During executive coaching sessions over the course of this summer, the subject of listening has been a source of much discussion. Often an older executive will want to discuss how to help younger leaders listen better, and not interrupt so much. Some of these senior executives struggle with the lack of analog based dialogue.
Other leaders want to discuss how to get teams of people to listen better to each other. They recognize that if the team is not doing this very well with other team members then more likely they are not listening to their customers or internal partners very well either.
While we have explored the technical aspects of listening and speaking as a leader during these coaching sessions, many have responded by asking, “But, what do I need to do as a leader to help others to listen better?” The question is a good one and my response has caused quite a few of them to stop, sit quietly, think deeply, and then share at a different level.
“You need to listen holistically, not just with your head, if you want others to listen better,” I tell them. “This will require you to slow down and listen to the tone of their voice, their body language and the rhythm of their language. We, as leaders, forget in our rush to get things solved and done that oral communications is the second form of communication. The primary form of communication is what we do before, during and after we communicate. We must remember that our message is often communicated before we even speak, and the person we are communicating with is often working on their response before we even have time to finish our thoughts.
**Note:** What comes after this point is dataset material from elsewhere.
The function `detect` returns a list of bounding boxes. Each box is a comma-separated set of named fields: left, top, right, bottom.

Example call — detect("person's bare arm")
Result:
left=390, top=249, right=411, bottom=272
Therefore, we need to listen holistically, not just with our head, recognizing that every one is doing the best they can with the time and limited information they have received. In short, be more compassionate in your approach to listening, and along the way, trust your gut.
In essence, your compassion, your kindness and your ability to being total present when an individual or group that is sharing something with you is the foundation of your listening. When everyone sees, feels and hears this depth of executive presence, then speaking and listening will be transformed.
So, speak less, listen holistically, and be 100% present when you are with others. Over time, this will be a new beginning for all involved.”
After a time of reflection, many senior executives will share that this is what their favorite boss did with them as they moved up through the leadership ranks. I smile, nod my head, and say “yes.”
This week, focus on your listening. It is important and mission critical to your success as a leader.